Peu sensibilisés à l'écologie, les Chinois sont aussi critiqués pour être bruyants et irrespectueux de l'environnement.

«Ils brisent les coraux, jettent leurs déchets en mer», s'irrite Norman, un chauffeur de taxi. Des reproches entendus chez de nombreux Palaois.

Un tour-opérateur chinois, bizarrement nommé «Yellow skin tour» («Excursions peau jaune»), a affiché dans un prospectus des photos de touristes brandissant fièrement une tortue prélevée sur un récif corallien...

Officiellement, les autorités affirment que les nouveaux touristes chinois sont les bienvenus. Mais plusieurs responsables rencontrés par l'AFP s'inquiètent d'un surnombre dans l'archipel enchanteur.

La République des Palaos a accueilli 140.784 visiteurs en 2014, en hausse de 34% par rapport à 2013. En février 2015, le nombre de Chinois du continent a bondi de 516% sur un an.

«Nous sommes un très petit pays. Nous disposons de ressources limitées. Alors, ce brusque afflux est pour nous une grande inconnue», admet Nanae Singeo, directrice de la «Palau visitors authority».

Jusqu'à récemment, 60 à 70% des arrivants étaient des adeptes de la plongée sous-marine, Japonais en tête. Les Chinois sont davantage attirés par la plage et le farniente. Cela soulève des interrogations.

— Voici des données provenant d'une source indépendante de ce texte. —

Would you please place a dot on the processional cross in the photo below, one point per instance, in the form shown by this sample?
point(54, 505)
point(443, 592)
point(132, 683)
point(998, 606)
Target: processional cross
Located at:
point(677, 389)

«En tant que pays, notre cible marketing a toujours été une clientèle supérieure, à haute valeur ajoutée. Nous n'avons jamais promu le tourisme de masse», explique Mme Singeo.

Surtout que les retombées économiques sont décevantes: «Logiquement, nous devrions enregistrer des recettes en hausse d'au moins 30%, mais ce n'est pas le cas».

Résultat, le gouvernement tente de faire machine arrière. Il a notifié à des compagnies aériennes opérant depuis Hong Kong et Macao de restreindre leurs vols charters, à partir du 15 avril, a rapporté le journal «Tia Belau» («Voici les Palaos»).

Il serait «irresponsable» de continuer à ce rythme, a commenté le président, Tommy Remengesau, en ajoutant: «Voulons-nous contrôler la croissance ou bien que la croissance prenne notre contrôle?»

 

- Navire mystère -

 

Le défi écologique des Palaos s'illustre au «Jellyfish lake», site unique au monde où l'on se baigne au milieu de méduses orangées inoffensives, qui évoluent majestueusement en captant les rayons du soleil.

Pour admirer cette féerie aquatique, il est recommandé de se laisser flotter immobile, à la surface. Mais, souvent, les Chinois ne savent pas nager. Agrippés à des bouées, ils ont tendance à battre frénétiquement les flots de leurs palmes. On leur reproche de tuer de nombreuses méduses.

En 45 minutes au Jellyfish lake, l'AFP a assisté à un défilé de touristes chinois, un groupe de Pékin succédant à un autre de Nanning, lui-même précédant un groupe de Taïwan...

Une épineuse affaire en cours accentue la défiance des Palaois: mi-novembre, ils ont eu la surprise de voir un gigantesque navire-hôtel, d'environ 250 chambres, jeter l'ancre non loin de Koror.

Ce bateau fluvial, le Xian Ni, transportait naguère des touristes sur le Yangtsé. Selon la rumeur, ses propriétaires comptaient le reconvertir en hôtel-casino aux Palaos, une hypothèse qui hérisse la quasi-totalité de la population.

Peu après l'arrivée du bâtiment, son équipage s'est volatilisé. Les mystérieux investisseurs derrière ce coup de poker offshore sont insaisissables.

L'hôtel flottant rouillé, abandonné et sans éclairage pour signaler sa présence, défigure depuis quatre mois le paysage d'atolls coralliens.

Ni l'intervention du président, ni les poursuites lancées par le procureur général des Palaos, n'ont permis de faire repartir le navire.